Researchers identify target for senolytic drugs

In a study recently published in Nature, University of Minnesota Medical School researchers found that senescent immune cells are the most dangerous type of senescent cell.

Cells become senescent when they are damaged or stressed in the body, and they accumulate in our organs as we age. Senescent cells drive inflammation and aging as well as most age-related diseases.

The research team — led by Laura Niedernhofer, MD, PhD, a professor in the Department of Biochemistry, Molecular Biology and Biophysics — discovered that senescent immune cells drive tissue damage all over the body and shorten lifespan. Therefore, senescent immune cells are detrimental and should be targeted with senolytics.

U of M researchers, including Niedernhofer and collaborators at the Mayo Clinic, previously identified a new class of drugs in 2015 and coined them as senolytics, which selectively remove senescent cells from your body. However, senolytic drugs have to be targeted to a specific cell type, so one senolytic drug is not able to kill a senescent brain cell and a senescent liver cell.

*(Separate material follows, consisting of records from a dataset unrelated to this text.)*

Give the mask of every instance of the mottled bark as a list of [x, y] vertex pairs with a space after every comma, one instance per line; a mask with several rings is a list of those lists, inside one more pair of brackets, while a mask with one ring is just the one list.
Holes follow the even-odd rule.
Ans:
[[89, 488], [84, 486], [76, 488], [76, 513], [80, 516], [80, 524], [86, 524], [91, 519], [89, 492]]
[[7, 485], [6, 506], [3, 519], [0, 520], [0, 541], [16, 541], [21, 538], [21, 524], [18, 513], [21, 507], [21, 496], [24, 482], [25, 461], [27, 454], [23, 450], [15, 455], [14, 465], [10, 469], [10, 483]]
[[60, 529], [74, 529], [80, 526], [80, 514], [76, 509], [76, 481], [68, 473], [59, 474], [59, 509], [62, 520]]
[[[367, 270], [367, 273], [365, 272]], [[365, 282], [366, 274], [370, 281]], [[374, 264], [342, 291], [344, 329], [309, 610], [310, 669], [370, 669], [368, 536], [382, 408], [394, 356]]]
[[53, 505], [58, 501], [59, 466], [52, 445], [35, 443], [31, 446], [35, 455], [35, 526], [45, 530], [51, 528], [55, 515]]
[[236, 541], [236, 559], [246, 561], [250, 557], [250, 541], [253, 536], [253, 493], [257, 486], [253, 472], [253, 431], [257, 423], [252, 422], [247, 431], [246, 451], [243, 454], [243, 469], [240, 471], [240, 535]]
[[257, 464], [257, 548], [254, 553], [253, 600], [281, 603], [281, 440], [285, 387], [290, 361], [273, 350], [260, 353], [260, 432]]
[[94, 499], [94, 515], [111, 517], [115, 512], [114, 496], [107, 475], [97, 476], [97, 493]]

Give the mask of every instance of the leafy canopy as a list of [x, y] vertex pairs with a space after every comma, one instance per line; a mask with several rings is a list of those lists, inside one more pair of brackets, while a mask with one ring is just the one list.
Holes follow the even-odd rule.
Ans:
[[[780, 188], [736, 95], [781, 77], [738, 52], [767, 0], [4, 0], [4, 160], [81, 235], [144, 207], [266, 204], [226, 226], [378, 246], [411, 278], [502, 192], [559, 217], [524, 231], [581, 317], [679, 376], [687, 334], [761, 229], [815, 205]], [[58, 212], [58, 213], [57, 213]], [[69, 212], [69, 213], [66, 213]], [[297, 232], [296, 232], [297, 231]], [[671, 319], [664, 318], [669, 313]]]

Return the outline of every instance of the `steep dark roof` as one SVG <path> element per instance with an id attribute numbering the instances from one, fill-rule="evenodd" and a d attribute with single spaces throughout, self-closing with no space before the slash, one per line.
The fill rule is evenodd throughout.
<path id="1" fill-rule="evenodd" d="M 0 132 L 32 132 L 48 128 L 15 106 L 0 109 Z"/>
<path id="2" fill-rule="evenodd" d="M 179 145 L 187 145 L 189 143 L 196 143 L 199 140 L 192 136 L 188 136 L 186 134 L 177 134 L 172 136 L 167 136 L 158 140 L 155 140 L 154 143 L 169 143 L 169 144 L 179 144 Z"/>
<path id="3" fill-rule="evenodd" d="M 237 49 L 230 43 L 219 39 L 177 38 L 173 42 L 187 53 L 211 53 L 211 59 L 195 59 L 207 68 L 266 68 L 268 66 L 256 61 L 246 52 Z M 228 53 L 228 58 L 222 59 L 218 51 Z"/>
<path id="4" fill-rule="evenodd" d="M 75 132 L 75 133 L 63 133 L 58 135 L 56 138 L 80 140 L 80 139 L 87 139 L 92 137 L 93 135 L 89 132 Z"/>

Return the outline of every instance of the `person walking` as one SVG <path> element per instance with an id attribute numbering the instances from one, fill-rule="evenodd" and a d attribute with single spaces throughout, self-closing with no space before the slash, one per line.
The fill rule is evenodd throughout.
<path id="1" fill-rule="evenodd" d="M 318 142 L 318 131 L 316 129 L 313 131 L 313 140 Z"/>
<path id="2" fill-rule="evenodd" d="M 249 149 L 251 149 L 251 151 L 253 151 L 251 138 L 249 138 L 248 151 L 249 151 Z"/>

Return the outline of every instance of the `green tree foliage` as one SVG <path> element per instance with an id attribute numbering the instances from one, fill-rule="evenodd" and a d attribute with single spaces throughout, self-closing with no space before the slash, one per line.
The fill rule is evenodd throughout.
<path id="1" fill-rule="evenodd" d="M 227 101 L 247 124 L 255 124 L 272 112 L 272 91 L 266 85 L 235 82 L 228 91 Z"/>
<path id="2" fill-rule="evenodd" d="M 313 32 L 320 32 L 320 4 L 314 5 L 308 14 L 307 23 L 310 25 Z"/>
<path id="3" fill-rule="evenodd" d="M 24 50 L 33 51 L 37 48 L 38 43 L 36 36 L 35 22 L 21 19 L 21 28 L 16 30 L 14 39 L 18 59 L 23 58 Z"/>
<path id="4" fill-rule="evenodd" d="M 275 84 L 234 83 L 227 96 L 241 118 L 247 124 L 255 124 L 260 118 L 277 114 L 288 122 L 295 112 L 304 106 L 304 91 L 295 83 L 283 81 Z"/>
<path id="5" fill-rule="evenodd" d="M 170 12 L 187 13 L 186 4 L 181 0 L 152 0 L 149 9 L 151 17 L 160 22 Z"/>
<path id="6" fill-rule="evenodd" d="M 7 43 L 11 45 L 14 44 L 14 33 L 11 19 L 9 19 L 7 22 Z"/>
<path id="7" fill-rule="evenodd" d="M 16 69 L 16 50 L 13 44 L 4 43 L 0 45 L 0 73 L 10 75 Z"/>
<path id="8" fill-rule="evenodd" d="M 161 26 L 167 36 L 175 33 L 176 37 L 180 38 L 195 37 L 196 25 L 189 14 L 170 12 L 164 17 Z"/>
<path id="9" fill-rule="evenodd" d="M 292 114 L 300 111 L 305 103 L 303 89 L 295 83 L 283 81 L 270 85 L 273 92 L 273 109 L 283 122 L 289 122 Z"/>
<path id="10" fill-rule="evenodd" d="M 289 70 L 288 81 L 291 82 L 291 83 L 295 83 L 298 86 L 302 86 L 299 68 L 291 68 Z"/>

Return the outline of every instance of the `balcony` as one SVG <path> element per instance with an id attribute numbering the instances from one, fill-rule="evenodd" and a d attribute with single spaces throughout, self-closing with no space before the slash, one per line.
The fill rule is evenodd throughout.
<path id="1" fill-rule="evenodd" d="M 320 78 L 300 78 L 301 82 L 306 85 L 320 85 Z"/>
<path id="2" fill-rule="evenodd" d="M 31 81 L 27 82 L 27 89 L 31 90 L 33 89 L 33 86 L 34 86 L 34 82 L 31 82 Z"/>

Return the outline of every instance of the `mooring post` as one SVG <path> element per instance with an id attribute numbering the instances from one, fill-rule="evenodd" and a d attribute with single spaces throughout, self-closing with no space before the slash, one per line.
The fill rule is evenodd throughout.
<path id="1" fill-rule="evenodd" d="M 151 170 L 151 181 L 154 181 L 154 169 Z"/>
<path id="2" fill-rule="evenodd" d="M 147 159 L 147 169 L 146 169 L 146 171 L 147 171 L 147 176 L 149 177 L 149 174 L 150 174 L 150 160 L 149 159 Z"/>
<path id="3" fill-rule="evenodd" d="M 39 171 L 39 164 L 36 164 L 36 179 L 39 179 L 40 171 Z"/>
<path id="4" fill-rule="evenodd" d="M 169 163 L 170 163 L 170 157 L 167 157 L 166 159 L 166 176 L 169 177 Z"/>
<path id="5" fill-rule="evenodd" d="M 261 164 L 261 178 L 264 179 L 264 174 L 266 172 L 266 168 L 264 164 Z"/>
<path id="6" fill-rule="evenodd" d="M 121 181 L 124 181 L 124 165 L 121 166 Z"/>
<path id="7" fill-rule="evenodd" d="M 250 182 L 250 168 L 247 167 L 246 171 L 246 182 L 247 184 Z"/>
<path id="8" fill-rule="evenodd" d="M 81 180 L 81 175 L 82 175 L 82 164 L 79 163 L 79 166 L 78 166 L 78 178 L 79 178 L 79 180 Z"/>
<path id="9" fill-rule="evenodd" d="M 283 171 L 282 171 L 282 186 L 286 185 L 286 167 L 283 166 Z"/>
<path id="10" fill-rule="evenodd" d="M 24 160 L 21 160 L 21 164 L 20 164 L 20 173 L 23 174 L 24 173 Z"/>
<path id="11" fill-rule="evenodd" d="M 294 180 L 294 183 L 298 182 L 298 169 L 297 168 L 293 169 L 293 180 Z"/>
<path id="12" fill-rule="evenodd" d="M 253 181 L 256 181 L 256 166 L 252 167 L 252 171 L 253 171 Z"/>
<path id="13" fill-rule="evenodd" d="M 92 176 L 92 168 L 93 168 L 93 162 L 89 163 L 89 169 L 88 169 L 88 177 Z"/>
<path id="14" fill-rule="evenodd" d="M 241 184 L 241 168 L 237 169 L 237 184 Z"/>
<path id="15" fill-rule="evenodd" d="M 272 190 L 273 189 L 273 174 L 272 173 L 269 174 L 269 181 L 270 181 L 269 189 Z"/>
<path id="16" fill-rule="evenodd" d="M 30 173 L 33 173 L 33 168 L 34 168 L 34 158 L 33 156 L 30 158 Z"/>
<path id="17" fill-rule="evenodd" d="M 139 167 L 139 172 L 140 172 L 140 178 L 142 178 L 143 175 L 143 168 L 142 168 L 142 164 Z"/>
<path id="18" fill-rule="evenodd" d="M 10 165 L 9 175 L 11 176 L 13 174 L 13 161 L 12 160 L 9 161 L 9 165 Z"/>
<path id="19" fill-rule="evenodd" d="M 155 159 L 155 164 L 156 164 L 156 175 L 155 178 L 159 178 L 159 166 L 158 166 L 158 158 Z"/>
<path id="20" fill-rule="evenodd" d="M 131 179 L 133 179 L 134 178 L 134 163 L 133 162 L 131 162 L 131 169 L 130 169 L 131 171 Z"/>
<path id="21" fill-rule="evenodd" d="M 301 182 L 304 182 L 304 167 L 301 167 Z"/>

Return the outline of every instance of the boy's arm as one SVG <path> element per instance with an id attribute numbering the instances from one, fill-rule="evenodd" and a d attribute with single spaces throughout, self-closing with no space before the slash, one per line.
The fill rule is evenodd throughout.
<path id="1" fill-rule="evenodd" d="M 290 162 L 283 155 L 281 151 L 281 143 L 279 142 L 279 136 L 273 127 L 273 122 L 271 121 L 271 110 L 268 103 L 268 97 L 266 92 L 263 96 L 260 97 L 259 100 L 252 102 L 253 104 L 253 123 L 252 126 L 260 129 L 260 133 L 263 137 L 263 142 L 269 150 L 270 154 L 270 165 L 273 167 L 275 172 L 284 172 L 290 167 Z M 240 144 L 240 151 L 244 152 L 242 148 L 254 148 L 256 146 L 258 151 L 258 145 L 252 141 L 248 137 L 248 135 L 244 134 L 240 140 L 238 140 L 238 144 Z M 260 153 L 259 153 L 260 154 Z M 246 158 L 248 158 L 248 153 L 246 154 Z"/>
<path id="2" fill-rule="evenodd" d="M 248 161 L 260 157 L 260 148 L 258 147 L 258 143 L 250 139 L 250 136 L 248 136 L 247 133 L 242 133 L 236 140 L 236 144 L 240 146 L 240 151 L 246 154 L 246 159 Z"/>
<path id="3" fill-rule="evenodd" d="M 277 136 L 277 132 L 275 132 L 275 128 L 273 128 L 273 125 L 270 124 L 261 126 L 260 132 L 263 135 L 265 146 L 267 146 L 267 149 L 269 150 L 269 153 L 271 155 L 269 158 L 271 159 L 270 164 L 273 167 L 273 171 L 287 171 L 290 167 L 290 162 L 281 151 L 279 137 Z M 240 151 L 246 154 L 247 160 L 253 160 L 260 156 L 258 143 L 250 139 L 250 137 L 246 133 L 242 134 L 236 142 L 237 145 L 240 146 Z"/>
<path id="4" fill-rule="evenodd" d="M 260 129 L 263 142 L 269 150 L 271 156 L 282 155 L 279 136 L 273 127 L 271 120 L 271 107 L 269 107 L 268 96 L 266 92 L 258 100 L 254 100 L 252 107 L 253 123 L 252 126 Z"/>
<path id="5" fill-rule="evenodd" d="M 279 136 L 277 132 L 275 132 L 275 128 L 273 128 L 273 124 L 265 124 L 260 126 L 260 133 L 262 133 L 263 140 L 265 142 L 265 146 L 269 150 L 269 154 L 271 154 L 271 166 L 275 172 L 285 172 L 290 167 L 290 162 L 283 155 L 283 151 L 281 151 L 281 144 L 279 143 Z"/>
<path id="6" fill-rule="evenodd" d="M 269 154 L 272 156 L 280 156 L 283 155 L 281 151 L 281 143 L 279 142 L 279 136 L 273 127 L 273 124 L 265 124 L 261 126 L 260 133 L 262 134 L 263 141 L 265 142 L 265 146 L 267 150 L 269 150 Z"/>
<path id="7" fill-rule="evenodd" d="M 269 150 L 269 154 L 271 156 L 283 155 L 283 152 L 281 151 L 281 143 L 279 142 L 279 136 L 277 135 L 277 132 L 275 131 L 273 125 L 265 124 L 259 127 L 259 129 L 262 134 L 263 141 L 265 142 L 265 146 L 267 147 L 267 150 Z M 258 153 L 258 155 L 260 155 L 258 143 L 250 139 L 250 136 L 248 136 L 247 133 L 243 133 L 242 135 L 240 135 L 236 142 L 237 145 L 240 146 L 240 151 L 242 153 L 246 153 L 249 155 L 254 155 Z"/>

“Now that we have identified which cell type is most deleterious, this work will steer us towards developing senolytics that target senescent immune cells,” said Niedernhofer, who is also the director for the Institute on the Biology of Aging and Metabolism at the U of M Medical School, one of the state-sponsored Medical Discovery Teams. “We also hope that it will help guide discovery of biomarkers in immune cell populations that will help gauge who is at risk of tissue damage and rapid aging, and therefore who is at most need of senolytic therapy.”